On March 31, 2021, the Biden administration released the American Jobs Plan, which aims to modernize infrastructure, stimulate job growth, and increase the United States’ global competitiveness. While much of the American Jobs Plan focuses on infrastructure, it contains numerous tax-related references that could impact the energy industry, including the following:

  • Encouraging investment in electric vehicles. The Plan includes provisions to spur the domestic production of batteries and electric vehicles and would provide point-of-sale rebates and tax incentives to buy American-made electric vehicles.
  • Power infrastructure. The Plan calls for a targeted investment tax credit to incentivize the buildout of at least 20 gigawatts of high-voltage capacity power lines.
  • Renewable energy generation and delivery. The Plan proposes a 10-year extension and phase down of an expanded direct-pay investment tax credit and production tax credit for clean energy generation and storage, in an effort to modernize the power sector and to move toward 100-percent carbon pollution-free power by 2035.
  • Plugging orphan oil-and-gas wells and reclaiming abandoned mines. The Plan would commit an upfront $16 billion investment focused on plugging oil-and-gas wells and restoring and reclaiming abandoned coal and uranium mines.
  • Energy transition. The Plan focuses on building next-generation, cleaner energy industries. For example, the Infrastructure Plan would pair an investment in 15 decarbonized hydrogen demonstration projects in distressed communities with a new production tax credit.
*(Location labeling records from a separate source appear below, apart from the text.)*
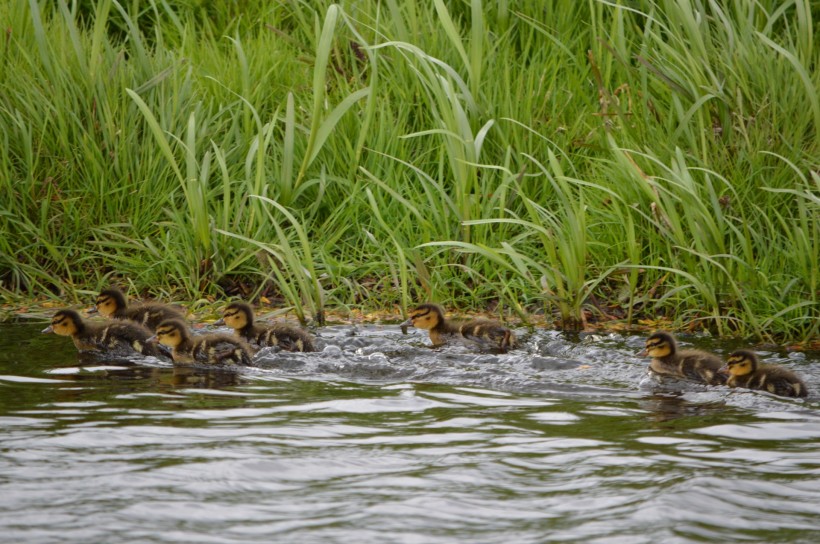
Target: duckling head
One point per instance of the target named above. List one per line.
(65, 323)
(425, 316)
(741, 362)
(236, 315)
(659, 344)
(171, 333)
(109, 301)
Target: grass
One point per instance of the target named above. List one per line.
(627, 162)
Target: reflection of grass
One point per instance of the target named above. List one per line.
(637, 162)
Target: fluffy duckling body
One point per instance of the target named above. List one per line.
(113, 304)
(239, 316)
(118, 336)
(745, 370)
(482, 331)
(690, 364)
(221, 349)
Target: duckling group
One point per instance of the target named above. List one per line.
(143, 328)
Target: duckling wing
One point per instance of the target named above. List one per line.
(222, 349)
(487, 332)
(779, 382)
(151, 315)
(702, 367)
(290, 338)
(126, 337)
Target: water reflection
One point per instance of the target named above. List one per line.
(380, 435)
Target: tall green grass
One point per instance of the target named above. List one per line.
(642, 161)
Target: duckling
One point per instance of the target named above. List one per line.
(690, 363)
(123, 336)
(207, 348)
(239, 316)
(112, 303)
(482, 331)
(745, 370)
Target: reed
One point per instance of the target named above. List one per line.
(591, 160)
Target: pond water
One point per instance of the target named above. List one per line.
(379, 438)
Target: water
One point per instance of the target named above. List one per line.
(381, 439)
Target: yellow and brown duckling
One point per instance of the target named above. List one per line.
(113, 304)
(221, 349)
(486, 332)
(690, 364)
(122, 337)
(745, 370)
(239, 316)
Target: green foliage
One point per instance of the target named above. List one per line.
(642, 159)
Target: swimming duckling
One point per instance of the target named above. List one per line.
(480, 330)
(239, 316)
(691, 364)
(113, 304)
(746, 371)
(207, 348)
(122, 336)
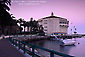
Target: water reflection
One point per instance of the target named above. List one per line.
(75, 50)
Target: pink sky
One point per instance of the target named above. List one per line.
(72, 10)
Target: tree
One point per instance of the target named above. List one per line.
(5, 17)
(20, 21)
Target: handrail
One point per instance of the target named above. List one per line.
(18, 43)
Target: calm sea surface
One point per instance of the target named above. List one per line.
(77, 50)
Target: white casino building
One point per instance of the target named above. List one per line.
(54, 24)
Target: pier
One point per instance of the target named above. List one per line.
(23, 45)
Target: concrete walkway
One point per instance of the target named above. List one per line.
(7, 50)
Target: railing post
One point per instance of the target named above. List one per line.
(51, 54)
(13, 41)
(24, 48)
(33, 51)
(16, 42)
(19, 44)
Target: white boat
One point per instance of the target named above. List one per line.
(67, 42)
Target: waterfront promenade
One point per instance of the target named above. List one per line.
(8, 50)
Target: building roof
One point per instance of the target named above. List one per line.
(52, 16)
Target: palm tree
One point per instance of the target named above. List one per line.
(5, 17)
(20, 21)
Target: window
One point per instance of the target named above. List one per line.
(45, 23)
(45, 30)
(45, 27)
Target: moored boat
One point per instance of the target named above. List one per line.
(67, 42)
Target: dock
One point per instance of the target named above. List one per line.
(8, 50)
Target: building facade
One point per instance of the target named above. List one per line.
(54, 24)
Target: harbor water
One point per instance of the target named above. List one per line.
(77, 50)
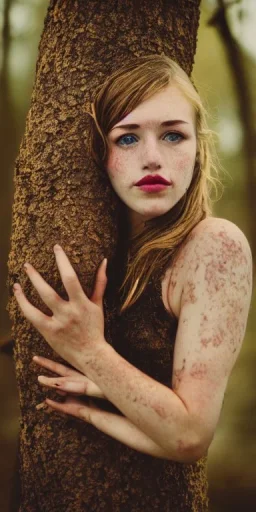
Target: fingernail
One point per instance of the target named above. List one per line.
(42, 405)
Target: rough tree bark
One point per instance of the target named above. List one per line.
(60, 196)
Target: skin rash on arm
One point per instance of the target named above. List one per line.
(215, 300)
(216, 291)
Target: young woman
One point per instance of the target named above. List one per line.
(186, 280)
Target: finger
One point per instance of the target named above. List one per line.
(46, 292)
(78, 386)
(36, 317)
(100, 285)
(75, 387)
(72, 406)
(68, 275)
(58, 368)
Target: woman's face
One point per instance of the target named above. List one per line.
(149, 149)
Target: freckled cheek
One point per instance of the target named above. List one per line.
(115, 165)
(182, 168)
(184, 164)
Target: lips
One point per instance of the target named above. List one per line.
(152, 180)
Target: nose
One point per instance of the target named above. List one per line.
(151, 156)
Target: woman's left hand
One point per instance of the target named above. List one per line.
(76, 328)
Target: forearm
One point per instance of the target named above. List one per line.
(123, 430)
(152, 407)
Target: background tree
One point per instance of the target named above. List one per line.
(60, 196)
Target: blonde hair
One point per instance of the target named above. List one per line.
(162, 236)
  • Carbon capture. The Plan would also establish 10 pioneer carbon-capture retrofit projects for large steel, cement and chemical production facilities, as well as supporting large-scale sequestration efforts. In order to accelerate carbon capture efforts, the Plan would reform and expand the Section 45Q tax credit, making it direct pay and easier to use for hard-to-decarbonize industrial applications, direct air capture and retrofits of existing power plants.
  • Miscellaneous. In addition, the Plan contains a number of other recommendations that could indirectly benefit the energy sector, such as expanding the Section 48C tax credit.

While it is unclear whether all of these proposals will be included in the final legislation, many of these individual changes would be significant on a stand-alone basis. Taxpayers should carefully monitor the American Jobs Plan and evaluate the impact that such proposals may have on investments, operations and strategic decisions.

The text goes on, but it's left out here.